Вместо этого я, как часто в детстве, блокирую ее приоткрывшуюся ко мне дверь и напираю со своей стороны полным сумбуром чувств об ушедшем дяде, куда включено все, кроме собственно утраты, которую я и в отношении мамы расчувствовала не сразу. Мы вспоминаем самую детскую – а потому неподконтрольную взрослому человеку – боль: про то, как дядя Веня собрался с мужскими силами и, будто заемный отец, отправился с мамой встречать меня из первого и единственного в моей жизни горного похода, оставившего мне большой рюкзак, с которым я моталась в Европу и на форумы молодых писателей в Липки, спальник с пенкой и долгие годы не заживавшую травму. В походе у меня не сложилось общение со спутниками и вообще все пошло против моих ожиданий от компанейской прогулки в лесах – пожалуй, сейчас я бы оценила возможности той поездки, и она прошла бы глаже, но, если бы не обожглась тогда, боюсь, в принципе бы не научилась ценить. И вот меня встречают два человека, которых мне не хватало призвать в походе, чтобы разрулить непонятные трения с насмешливыми спутницами и узнать, как действовать, когда на тебя вот только что, в аэропорту, наорала из-за неразберихи с чемоданами и каталками твоя бывшая одноклассница, с которой мы уютно просидели несколько лет математики и английского, да горный маршрут рассадил. Только став мамой и впервые раздражаясь на того, кто передо мной беззащитен, я глубоко пойму главное утешилово, которое подгоняют психологи обиженным клиентам: люди срываются от бессилия, не бери на свой счет. Тогда же я вываливаюсь из аэропорта окончательно раздавленная, будто горная букашка туристическим рюкзаком, с одним желанием – немедленно уткнуться в маму и поплакать, но при дяде приходится держаться и дергаться, а он тоже не знает, что люди срываются от бессилия, и берет на свой счет, и счет тот подлиннее моего, и вот торжественная встреча родных подмочена, медные трубы хрипят от залившей их грусти.
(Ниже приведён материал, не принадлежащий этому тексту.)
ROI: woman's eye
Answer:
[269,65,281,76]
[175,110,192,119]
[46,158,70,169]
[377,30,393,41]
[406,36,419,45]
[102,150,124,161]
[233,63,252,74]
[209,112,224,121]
И надо же было, чтобы именно в это лето мне подвернулись фотографии моих давних спутниц из нового похода в дивной плюшево-зеленой траве алтайского плоскогорья, с подписью моей одноклассницы, на этот раз, видимо, набравшейся в дороге сил для радости: она писала, что здесь, в зеленом раю коней, отчетливо внимает голосу, раздающемуся отовсюду: «Я тебя слышу. И я тебя люблю».

Психолог мне потом скажет, что зависть – лучший контролер уровня счастья, но плохой навигатор: подсказывает, чего сейчас не хватает, но не говорит, куда за этим бежать. На плоскогорье раздавали глас Божий, над плоскогорьем разливалась безусловная Божья любовь, и я несколько дней отпуска посвящаю прениям с мамой, обиженной тем, что я рвусь от лучшего, что она и жизнь мне дают сейчас, к каким-то чужим людям, в какие-то чужие места. Я помню, что на будущее лето собираюсь быть уже не в том положении, чтобы ехать на лето в горы – ни за конями на Алтай, ни хорошо кушать к бабушке. И отчаиваюсь, что место встречи с Богом, который бы меня вот так, в голос, слышал и любил, откладывается на неопределенно долгий срок. И негодую, что все внимание Бога сейчас достается не мне, а людям, в связи с которыми я и мой дядя так глубоко захлебнулись грустью.

Когда через два года в те же дни я снова приеду к бабушке, я больше всего боюсь вернуться к своим сожалениям о том последнем лете с еще здоровой, а скорее всего, неявно больной мамой – и остаться один на один с моей детской виной, завистью и обидой. Но я провела в Киргизии месяц, и меня ни разу не накрыло, и, два года спустя, я без труда и срывов исполнила страстный завет моей матери, хлопотавшей о том, чтобы напитать меня летом силами и здоровьем на рабочий год. Я ходила по узким, засыпанным щебнем улицам, утыкавшимся в самочинно застроенные владельцами частных домов тупики, и мне казалось, что прямо здесь, не отходя от шашлычной с пивом, я слышу голос, раздающий безусловную любовь. И что голос этот – мамин.

В этом году я приехала к бабушке счастливой, но без мамы. А тем летом была там с мамой, но несчастлива.

Мне нравится идея, что ада нет. Что Бог не отсылает душу, а это она сама, отсырев от печали, не может подняться к Нему и в бессрочном скитании в сферах, на разный накал прогретых Его любовью, сушит свои тяжелые и липкие ангельские ризы.

В счастье мне кажется, что я слышу Бога, потому что счастье похоже на Бога. Вездесущее, сияющее во всю широту мира, выбрасывающее протуберанцы силы, чтобы не разорвало от полноты горячего света и слепящего тепла. Почему же я думаю, что специально для меня зажмет любовь Тот, в Чьей природе – беспредельность?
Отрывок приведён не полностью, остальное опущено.